I met August Wilson in 1987 after I saw the Broadway production of Fences for the first time. I was a directing fellow with the National Endowment for the Arts, and from that day forward August was at the center of my artistic life. We began corresponding after that, and I was lucky enough to receive his input and notes on productions of his plays that I directed throughout my career.
This history and relationship helped us navigate the challenges Radio Golf faced over the last two years. But it was when I came on to direct Gem of the Ocean in Boston and on Broadway that we truly formed an artistic force. Along with Todd Kreidler, dramaturg and longtime writing partner to August, and Narda Alcorn, Production Stage Manager, we overcame some of the toughest challenges I had faced as a director. We replaced a lead actor in tech, saw the near closing of the production as funding ran short, but in the end, we opened on December 6, 2004, and August and I formed a unique bond that would serve us greatly in the coming year.

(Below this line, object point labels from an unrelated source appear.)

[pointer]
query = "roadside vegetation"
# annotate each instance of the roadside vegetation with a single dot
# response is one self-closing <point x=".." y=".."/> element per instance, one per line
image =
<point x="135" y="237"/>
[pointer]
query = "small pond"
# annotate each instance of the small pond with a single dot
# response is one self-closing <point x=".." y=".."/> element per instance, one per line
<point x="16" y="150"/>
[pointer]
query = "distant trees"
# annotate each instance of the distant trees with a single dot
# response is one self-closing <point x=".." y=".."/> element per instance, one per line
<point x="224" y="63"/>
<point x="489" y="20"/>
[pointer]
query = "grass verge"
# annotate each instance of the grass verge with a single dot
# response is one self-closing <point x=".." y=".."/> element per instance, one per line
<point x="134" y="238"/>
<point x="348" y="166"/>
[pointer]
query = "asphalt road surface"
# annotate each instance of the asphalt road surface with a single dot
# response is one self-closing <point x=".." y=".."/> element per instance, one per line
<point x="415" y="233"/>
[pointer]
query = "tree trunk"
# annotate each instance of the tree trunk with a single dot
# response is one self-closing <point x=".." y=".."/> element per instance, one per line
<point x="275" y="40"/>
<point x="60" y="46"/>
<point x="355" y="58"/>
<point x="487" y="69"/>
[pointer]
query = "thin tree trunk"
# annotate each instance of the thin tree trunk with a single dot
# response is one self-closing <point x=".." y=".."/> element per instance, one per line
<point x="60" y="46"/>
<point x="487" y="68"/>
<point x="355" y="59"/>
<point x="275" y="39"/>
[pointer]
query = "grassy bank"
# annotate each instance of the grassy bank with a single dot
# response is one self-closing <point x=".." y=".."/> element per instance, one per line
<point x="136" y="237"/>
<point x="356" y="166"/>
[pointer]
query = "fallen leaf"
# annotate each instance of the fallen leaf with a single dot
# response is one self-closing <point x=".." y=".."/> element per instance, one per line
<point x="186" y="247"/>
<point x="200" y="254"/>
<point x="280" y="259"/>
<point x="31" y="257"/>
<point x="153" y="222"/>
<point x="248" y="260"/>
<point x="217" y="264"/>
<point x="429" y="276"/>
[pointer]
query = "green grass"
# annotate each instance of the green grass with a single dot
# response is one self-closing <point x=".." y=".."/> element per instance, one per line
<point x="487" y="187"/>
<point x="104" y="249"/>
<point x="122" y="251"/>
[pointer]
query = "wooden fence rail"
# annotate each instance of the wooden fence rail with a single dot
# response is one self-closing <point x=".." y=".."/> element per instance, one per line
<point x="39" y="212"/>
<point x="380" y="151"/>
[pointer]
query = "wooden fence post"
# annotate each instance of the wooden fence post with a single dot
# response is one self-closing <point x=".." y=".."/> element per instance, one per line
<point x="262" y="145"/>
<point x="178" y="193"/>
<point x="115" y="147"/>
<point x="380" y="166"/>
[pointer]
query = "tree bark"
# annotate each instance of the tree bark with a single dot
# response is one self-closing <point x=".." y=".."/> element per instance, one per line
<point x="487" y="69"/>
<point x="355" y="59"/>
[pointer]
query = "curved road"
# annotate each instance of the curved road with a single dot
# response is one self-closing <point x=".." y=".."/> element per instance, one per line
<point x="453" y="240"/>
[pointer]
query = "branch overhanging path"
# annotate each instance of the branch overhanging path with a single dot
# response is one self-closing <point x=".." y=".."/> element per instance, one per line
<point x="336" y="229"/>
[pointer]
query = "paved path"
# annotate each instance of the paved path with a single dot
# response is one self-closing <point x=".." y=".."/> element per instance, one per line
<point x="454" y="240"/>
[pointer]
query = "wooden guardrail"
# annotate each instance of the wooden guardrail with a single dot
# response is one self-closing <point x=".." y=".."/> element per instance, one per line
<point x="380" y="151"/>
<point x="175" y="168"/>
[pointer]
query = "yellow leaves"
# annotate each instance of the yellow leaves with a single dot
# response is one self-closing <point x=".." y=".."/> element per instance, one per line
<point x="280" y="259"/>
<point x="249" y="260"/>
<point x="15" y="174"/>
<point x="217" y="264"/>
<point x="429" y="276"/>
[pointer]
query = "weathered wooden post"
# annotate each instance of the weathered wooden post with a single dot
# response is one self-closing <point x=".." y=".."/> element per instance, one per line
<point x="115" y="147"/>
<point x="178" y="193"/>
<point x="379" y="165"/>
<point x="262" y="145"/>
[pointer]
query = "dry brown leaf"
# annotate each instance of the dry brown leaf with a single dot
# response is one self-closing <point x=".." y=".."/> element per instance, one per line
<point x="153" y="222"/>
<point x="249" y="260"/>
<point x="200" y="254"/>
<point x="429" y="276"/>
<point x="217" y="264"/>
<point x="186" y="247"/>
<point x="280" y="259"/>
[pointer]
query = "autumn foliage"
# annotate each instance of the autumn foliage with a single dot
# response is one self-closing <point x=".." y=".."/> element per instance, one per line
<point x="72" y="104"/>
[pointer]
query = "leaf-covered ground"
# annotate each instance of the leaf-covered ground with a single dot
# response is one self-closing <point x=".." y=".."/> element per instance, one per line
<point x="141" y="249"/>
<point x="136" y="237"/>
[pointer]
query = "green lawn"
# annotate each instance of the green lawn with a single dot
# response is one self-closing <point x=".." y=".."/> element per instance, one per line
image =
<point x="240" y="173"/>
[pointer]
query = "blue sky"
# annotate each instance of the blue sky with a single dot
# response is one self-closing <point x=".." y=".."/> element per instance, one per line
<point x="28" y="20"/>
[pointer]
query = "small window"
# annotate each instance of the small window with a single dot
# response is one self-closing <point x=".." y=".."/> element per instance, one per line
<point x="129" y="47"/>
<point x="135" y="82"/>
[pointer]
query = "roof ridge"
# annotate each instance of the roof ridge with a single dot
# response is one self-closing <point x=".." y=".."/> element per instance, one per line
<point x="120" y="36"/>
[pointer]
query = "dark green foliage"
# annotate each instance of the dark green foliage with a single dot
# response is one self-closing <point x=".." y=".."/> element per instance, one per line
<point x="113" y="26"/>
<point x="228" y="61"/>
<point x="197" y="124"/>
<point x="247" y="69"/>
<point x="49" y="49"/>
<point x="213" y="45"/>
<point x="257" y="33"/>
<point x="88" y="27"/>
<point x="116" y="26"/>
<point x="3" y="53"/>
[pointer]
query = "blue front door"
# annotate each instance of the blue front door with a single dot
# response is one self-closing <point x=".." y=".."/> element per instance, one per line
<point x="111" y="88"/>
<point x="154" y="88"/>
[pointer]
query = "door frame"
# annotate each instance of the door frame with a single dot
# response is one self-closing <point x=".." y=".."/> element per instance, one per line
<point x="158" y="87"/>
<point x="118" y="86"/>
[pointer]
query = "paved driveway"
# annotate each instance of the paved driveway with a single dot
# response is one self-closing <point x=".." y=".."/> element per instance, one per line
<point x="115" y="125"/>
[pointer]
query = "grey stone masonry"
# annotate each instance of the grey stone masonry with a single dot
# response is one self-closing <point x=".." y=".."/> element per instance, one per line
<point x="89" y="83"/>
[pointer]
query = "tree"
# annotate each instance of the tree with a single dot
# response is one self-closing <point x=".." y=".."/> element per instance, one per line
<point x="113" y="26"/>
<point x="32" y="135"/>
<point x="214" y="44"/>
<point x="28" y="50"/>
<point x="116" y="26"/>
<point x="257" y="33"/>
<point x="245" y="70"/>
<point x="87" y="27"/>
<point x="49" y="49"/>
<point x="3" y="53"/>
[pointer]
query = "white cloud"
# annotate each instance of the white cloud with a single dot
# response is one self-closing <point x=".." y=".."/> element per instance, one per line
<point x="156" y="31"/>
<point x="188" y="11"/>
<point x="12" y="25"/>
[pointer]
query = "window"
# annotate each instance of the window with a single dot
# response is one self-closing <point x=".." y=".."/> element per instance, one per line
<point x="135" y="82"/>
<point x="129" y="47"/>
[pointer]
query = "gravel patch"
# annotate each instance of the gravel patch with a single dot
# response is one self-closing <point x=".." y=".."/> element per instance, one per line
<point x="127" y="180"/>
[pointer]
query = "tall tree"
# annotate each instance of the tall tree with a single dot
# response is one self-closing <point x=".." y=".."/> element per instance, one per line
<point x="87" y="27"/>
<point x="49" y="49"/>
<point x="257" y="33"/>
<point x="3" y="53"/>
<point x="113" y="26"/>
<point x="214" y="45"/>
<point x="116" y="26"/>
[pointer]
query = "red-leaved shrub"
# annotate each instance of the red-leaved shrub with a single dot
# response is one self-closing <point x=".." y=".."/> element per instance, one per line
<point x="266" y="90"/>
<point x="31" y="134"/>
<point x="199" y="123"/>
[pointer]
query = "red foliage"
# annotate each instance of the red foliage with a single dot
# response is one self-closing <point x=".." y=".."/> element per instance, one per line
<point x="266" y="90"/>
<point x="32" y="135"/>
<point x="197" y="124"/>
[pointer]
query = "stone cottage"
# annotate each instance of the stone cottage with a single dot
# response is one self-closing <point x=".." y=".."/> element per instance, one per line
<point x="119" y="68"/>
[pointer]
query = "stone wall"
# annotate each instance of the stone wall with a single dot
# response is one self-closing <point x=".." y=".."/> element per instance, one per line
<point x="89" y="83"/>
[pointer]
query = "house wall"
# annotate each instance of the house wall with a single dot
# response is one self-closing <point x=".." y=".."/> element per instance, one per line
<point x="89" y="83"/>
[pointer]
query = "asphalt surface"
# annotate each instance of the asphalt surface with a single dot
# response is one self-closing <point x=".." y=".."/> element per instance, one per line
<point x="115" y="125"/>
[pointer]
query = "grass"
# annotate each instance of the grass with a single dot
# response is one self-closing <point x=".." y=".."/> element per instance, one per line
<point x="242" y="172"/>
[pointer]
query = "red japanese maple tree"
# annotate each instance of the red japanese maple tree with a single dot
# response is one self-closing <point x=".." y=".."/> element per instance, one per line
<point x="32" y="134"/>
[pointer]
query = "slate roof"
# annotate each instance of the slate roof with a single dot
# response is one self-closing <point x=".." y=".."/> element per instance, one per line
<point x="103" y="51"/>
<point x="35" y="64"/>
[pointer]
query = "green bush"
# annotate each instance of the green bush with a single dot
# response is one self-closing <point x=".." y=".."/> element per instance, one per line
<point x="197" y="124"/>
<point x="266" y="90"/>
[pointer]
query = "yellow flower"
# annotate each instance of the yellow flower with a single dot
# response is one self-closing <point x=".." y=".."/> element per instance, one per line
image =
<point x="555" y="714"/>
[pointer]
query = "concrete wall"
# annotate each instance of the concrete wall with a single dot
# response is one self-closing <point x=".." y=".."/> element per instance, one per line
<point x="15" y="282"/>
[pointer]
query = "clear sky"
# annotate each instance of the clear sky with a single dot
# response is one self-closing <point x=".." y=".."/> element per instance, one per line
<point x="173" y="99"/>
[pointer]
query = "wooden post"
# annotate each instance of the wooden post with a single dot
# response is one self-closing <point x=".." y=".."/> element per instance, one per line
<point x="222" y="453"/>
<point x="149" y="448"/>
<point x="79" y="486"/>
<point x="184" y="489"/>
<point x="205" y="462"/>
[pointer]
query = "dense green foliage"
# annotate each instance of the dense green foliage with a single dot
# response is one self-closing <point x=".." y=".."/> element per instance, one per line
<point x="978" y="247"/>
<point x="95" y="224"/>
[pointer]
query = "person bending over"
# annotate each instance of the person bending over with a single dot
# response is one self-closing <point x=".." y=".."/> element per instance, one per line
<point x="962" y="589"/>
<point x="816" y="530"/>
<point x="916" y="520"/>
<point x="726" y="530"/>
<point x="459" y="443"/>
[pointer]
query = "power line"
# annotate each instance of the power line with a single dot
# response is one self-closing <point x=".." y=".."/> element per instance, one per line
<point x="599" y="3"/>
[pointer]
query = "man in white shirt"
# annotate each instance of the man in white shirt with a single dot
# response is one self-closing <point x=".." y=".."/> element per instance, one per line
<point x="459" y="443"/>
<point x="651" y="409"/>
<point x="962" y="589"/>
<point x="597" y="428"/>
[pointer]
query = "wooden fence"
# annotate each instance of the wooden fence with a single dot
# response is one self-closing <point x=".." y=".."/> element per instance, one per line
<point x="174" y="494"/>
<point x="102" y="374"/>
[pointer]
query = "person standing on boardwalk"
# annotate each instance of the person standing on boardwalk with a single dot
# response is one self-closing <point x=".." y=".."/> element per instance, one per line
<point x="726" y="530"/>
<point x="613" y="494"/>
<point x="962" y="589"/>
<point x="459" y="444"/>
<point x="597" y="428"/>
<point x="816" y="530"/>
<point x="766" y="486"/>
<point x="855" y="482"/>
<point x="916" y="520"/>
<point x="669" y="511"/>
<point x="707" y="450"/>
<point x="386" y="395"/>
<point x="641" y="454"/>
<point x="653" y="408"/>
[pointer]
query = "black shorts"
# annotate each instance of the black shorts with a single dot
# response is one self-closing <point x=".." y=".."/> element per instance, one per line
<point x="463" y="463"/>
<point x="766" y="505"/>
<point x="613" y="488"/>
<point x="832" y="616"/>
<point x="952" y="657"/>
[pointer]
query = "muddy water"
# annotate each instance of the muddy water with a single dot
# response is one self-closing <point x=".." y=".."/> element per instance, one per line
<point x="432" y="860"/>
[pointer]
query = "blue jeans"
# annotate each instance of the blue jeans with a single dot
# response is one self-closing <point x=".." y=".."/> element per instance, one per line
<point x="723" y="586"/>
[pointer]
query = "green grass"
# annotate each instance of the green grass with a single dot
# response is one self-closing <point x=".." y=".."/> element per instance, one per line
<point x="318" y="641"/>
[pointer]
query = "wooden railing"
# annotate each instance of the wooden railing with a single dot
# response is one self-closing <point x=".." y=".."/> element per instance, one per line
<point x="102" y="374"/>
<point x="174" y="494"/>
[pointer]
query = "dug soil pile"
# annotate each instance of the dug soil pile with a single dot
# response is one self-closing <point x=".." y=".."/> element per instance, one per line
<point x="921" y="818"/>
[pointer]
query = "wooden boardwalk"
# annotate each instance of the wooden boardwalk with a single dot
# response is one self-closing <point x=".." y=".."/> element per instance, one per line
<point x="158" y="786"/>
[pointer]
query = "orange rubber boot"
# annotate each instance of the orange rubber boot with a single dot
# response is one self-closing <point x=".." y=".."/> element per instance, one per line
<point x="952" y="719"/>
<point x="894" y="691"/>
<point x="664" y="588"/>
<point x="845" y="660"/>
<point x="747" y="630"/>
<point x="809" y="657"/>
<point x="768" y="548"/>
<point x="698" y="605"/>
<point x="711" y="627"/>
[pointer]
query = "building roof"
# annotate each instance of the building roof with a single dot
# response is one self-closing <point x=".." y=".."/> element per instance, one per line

Before we opened Gem, August asked me to direct this final installment of his historic cycle. I was scheduled to direct Toni Morrison's opera, Margaret Garner, that coming spring and so was unable to begin with Radio Golf at the Yale Repertory Theatre. I was flattered when August called me after closing at the Yale Rep and asked me to come onto the production.
I learned so much from this great and poetic man. In the all too brief moments that I spent with August at his home in Seattle, I truly got to know him. Not that he put me "under his wings" and consciously taught me, but I watched him sit on his porch and live and talk like a man. A very wise man: Live life to its fullest, claim your birthright, feel inferior to no one, and die with dignity.
When August completed a draft of Radio Golf in September of 2005, he knew it had to be the last. He put changes in that normally would have evolved over the course of three or four cities, and it is beautiful. I've been playing catch up ever since. In each city we have performed in, I have learned something new about the play. I have found a new layer, and it is a vast and deep ocean of a play.
All of us who have worked on this piece for the last two years had one collective goal: to bring the final words of this great poet to Broadway. We have succeeded, and it is a bittersweet victory. August had three directors who worked on his plays from their inception, and it is an honor to be in the company of the late Lloyd Richards and Marion McClinton. I also see it as a particular honor to have been able to work on the first and last play of this great cycle.
"Hold Me To It." That's what Sterling Johnson challenges mayoral candidate Harmond Wilks to use as a campaign slogan in Radio Golf. August always said, "I wrote it, now do your part." I promise to do my part, August. You can hold me to it.